Eligible veterans and active-duty military personnel can benefit from the CalHFA VA Loan Program. This program offers a 30-year fixed-rate VA-insured loan, which comes with no down payment requirement. VA loans are a great option for those who qualify, providing competitive interest rates and flexible terms.

4. CalHFA USDA Program

For those looking to buy in designated rural areas, the CalHFA USDA Program provides a 30-year fixed-rate USDA Guaranteed mortgage. You can combine this program with the MyHome Assistance Program for additional support. USDA loans are attractive for their zero down payment requirement and competitive interest rates.

5. CalHFA Conventional Loan Program

The CalHFA Conventional Loan Program offers a 30-year fixed-rate mortgage with private mortgage insurance. Conventional loans typically require a higher credit score and down payment than FHA or VA loans but offer more competitive interest rates and terms.

6. CalPLUS Conventional Loan Program

The CalPLUS Conventional Loan Program is similar to the standard conventional loan but comes with a slightly higher interest rate. It includes the CalHFA Zero Interest Program (ZIP), which helps with closing costs, making it easier for buyers to manage upfront expenses. Conventional loans typically require higher credit score requirements than FHA loans, but you can stop paying PMI (private mortgage insurance) on conventional loans after you reach 20% home equity.

Down Payment Assistance Programs

Saving for a down payment and closing costs can be one of the biggest obstacles for first-time homebuyers. CalHFA offers several down payment assistance programs to help bridge this gap.

1. MyHome Assistance Program

The MyHome Assistance Program provides a deferred-payment junior loan to assist with down payments and/or closing costs. For FHA loans, this program offers up to 3.5% of the purchase price or appraised value. For conventional loans, the assistance is up to 3%. A deferred-payment junior loan is a type of loan that helps borrowers with additional financing needs but does not require regular monthly payments during the life of the loan. Borrowers using the MyHome Assistance Program defer repayment until a specific event occurs, such as selling, refinancing, or paying off their home.

2. CalHFA Zero Interest Program (ZIP)

The CalHFA Zero Interest Program (ZIP) is a deferred-payment second mortgage designed to cover closing costs. It can be used in combination with CalHFA's first mortgage programs. This program offers a fixed amount to reduce upfront costs and delays payments until the home is sold or refinanced.

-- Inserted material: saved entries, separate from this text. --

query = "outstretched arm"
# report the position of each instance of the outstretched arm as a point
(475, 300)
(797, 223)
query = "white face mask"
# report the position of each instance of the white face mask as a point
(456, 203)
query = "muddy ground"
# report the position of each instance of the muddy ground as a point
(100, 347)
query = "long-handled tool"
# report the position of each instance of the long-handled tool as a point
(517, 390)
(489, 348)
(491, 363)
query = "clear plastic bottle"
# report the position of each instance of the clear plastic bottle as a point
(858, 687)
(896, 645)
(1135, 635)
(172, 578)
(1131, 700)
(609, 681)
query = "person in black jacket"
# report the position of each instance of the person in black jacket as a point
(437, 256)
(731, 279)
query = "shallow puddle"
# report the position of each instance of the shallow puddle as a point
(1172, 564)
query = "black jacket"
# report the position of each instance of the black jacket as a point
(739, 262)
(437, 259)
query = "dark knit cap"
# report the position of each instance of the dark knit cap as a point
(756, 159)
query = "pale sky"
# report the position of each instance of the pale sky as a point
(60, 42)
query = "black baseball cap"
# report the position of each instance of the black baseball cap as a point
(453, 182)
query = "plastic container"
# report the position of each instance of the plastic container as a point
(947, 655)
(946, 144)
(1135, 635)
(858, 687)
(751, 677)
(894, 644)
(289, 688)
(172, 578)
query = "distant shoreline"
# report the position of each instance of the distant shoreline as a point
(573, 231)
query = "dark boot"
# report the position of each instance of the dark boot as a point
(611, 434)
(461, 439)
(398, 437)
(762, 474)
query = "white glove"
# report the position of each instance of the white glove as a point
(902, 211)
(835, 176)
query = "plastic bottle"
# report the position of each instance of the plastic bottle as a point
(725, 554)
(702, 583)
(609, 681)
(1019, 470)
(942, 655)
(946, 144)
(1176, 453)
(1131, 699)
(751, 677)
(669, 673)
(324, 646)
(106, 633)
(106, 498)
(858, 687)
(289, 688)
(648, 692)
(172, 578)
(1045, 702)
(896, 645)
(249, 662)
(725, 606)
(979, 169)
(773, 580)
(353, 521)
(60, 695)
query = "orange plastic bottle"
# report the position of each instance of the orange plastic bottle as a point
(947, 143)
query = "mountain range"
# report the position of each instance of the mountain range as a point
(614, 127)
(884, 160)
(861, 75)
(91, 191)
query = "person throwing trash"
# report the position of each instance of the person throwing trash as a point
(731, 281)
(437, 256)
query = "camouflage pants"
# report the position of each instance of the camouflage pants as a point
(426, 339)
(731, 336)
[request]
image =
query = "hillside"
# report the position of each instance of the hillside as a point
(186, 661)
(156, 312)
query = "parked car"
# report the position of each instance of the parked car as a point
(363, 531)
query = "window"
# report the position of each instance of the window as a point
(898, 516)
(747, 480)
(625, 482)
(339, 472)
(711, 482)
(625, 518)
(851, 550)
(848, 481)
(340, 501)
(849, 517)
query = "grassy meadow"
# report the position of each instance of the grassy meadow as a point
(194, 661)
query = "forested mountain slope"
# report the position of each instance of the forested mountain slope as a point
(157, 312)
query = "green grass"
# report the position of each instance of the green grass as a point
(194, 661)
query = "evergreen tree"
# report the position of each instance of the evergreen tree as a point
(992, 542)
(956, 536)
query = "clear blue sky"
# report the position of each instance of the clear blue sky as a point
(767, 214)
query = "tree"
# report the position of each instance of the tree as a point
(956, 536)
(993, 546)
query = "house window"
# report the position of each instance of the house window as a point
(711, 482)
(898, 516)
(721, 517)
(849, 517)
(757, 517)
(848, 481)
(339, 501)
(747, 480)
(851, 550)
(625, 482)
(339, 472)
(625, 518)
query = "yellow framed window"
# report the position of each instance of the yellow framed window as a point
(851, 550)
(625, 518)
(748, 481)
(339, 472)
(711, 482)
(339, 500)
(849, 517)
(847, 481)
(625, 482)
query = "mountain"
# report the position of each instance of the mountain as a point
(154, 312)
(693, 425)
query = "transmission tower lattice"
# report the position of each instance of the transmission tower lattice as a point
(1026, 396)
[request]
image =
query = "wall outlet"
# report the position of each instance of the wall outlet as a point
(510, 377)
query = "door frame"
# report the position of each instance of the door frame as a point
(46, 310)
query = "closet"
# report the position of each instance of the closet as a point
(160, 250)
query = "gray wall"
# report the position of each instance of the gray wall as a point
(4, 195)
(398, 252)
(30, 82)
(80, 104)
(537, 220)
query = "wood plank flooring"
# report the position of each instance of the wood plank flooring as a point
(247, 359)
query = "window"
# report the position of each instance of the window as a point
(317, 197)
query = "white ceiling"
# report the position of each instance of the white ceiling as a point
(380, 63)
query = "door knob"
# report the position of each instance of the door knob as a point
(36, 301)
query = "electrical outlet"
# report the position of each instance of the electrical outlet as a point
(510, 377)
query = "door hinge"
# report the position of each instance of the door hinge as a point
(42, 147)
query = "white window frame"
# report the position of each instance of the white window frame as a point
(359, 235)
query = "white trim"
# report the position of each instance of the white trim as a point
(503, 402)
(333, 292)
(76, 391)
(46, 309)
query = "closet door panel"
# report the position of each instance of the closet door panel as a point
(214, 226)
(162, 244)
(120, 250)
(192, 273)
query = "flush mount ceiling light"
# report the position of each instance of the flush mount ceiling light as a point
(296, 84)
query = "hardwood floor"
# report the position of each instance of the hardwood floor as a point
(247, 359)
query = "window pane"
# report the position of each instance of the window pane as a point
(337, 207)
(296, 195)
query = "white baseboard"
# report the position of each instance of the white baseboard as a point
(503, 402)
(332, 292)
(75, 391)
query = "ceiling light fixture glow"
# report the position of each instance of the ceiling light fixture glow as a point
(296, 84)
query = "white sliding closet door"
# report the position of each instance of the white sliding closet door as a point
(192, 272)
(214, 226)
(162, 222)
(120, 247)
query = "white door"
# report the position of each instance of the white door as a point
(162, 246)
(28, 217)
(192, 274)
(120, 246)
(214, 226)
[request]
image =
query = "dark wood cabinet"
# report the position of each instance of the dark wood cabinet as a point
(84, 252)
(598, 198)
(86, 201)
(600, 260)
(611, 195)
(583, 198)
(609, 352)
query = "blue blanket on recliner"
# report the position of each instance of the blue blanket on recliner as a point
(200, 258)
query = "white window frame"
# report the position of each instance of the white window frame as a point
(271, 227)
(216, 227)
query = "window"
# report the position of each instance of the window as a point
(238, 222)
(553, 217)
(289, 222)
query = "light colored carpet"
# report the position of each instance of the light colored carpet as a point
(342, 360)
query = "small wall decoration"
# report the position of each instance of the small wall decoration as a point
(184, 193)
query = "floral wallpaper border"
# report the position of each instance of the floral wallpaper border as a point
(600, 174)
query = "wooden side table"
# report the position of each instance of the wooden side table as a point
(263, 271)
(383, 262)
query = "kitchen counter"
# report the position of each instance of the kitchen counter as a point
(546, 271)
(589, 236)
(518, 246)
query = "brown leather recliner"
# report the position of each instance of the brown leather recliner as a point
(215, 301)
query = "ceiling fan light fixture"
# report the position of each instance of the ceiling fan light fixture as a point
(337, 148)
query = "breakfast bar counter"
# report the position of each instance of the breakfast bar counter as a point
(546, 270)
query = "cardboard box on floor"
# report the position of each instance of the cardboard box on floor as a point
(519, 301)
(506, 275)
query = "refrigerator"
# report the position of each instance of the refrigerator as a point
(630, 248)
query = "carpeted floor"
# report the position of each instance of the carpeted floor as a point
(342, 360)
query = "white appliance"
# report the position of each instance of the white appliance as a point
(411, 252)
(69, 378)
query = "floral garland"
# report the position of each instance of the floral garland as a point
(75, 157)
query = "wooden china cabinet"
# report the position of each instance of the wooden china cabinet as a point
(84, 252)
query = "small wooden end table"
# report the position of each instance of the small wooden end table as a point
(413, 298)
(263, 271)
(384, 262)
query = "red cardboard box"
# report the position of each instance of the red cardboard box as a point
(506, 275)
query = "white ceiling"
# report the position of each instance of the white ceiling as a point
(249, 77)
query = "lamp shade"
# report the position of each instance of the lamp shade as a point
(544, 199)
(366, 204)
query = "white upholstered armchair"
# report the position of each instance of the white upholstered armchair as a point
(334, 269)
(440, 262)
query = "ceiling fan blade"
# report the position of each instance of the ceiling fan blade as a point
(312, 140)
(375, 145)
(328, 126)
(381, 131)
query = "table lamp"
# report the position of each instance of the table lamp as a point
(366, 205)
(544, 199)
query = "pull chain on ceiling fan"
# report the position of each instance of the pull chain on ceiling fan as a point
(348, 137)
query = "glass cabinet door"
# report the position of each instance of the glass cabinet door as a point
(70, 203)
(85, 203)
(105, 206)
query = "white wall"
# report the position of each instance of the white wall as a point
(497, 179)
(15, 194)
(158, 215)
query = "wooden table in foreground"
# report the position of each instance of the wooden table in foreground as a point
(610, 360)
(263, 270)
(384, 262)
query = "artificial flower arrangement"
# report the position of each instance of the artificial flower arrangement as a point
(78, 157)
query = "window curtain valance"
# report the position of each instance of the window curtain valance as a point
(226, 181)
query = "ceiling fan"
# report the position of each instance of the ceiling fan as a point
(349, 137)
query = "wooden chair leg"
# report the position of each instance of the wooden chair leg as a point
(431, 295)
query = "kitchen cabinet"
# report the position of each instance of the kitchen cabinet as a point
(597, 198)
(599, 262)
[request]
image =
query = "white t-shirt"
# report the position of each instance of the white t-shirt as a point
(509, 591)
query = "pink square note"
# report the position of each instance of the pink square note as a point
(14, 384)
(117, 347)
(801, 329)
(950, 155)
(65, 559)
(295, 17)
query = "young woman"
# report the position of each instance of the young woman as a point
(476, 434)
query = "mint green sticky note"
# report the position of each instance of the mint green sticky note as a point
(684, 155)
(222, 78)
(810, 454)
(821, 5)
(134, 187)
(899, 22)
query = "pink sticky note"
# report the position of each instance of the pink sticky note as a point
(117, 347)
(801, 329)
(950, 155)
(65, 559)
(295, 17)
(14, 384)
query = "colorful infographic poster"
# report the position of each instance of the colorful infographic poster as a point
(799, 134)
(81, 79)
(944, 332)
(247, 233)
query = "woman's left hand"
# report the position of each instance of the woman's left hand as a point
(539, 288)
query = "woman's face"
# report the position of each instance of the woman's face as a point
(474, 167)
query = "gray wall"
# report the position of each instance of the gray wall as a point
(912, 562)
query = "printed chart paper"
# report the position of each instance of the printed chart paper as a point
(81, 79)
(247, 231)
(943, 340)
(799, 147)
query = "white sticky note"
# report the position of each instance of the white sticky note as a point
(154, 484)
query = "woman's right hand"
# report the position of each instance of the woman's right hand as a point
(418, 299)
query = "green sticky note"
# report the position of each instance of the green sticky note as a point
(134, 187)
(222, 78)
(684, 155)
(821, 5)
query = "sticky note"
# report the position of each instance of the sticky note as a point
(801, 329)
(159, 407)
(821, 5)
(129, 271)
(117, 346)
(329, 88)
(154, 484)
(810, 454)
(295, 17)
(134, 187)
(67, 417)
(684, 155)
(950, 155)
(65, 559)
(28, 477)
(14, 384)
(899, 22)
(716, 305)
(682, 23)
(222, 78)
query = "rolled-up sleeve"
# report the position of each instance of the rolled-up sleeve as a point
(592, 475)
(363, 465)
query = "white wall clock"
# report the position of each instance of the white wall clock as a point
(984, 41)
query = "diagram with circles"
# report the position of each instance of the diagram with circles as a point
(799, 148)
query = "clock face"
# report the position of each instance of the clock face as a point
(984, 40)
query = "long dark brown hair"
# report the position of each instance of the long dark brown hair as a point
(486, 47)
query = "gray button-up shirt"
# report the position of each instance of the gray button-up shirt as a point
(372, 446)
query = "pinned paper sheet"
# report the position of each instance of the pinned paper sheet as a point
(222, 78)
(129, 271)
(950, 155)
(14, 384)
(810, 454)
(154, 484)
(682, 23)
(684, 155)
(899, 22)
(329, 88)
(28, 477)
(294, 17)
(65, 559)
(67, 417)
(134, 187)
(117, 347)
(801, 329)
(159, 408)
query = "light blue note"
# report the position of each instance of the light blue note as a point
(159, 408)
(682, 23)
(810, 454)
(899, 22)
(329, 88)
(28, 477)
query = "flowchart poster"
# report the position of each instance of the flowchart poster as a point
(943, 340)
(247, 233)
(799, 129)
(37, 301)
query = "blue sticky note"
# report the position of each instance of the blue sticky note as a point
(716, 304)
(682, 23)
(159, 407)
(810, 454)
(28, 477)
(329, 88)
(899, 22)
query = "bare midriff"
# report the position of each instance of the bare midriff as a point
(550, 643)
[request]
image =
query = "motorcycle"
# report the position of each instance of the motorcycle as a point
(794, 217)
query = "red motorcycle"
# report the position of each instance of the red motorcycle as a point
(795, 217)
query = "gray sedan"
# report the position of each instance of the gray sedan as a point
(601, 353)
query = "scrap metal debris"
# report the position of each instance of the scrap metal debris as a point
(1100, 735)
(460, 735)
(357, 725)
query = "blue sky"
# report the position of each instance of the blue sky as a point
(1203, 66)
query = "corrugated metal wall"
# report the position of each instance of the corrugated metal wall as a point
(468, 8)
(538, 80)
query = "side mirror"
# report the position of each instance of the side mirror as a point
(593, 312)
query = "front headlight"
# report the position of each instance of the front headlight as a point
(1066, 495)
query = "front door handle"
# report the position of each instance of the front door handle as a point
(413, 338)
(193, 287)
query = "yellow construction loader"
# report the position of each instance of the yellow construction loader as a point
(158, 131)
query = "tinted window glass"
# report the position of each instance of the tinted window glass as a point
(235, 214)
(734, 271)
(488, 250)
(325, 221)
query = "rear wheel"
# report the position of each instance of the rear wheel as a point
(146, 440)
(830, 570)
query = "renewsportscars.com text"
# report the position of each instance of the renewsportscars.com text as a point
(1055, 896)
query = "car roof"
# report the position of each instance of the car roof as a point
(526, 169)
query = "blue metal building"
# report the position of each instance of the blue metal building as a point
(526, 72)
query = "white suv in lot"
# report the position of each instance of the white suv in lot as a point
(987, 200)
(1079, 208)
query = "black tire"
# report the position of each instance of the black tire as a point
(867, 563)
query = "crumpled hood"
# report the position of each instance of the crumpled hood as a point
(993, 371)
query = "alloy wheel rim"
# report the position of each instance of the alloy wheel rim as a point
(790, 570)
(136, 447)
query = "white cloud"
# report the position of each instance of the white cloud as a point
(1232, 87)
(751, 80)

3. California Dream For All Shared Appreciation Loan

The California Dream For All Shared Appreciation Loan is a newer initiative that offers significant down payment assistance. This program provides 20% of the home’s purchase price as a shared appreciation loan. You must repay the loan when you sell the home, refinance, or pay off the mortgage. Additionally, repayment includes a percentage of the home's appreciation, based on the borrower’s income relative to the area median income (AMI).

This program has a shared appreciation component, where the state participates in, or profits from, the home's appreciation when the house is sold or refinanced.

Loan Amount:

The program provides up to 20% of the home's purchase price as a down payment assistance loan. This substantial assistance can help reduce the amount of money a buyer needs to save upfront.

Shared Appreciation:

When the home is sold, refinanced, or the mortgage is paid off, the borrower is required to repay the initial loan amount plus a percentage of the home's appreciation. The percentage of appreciation repayment depends on the buyer’s income relative to the area median income (AMI).

Income-Based Repayment Terms:

  • If the borrower’s income is above 80% of the AMI, they are required to repay up to 20% of the home’s appreciation.
  • If the borrower’s income is at or below 80% of the AMI, they must repay up to 15% of the home’s appreciation.

Repayment Cap:

The repayment amount for the shared appreciation component is capped. The total repayment, including the original loan amount and the shared appreciation, cannot exceed 2.5 times the original loan amount. This cap protects borrowers from excessively high repayment amounts.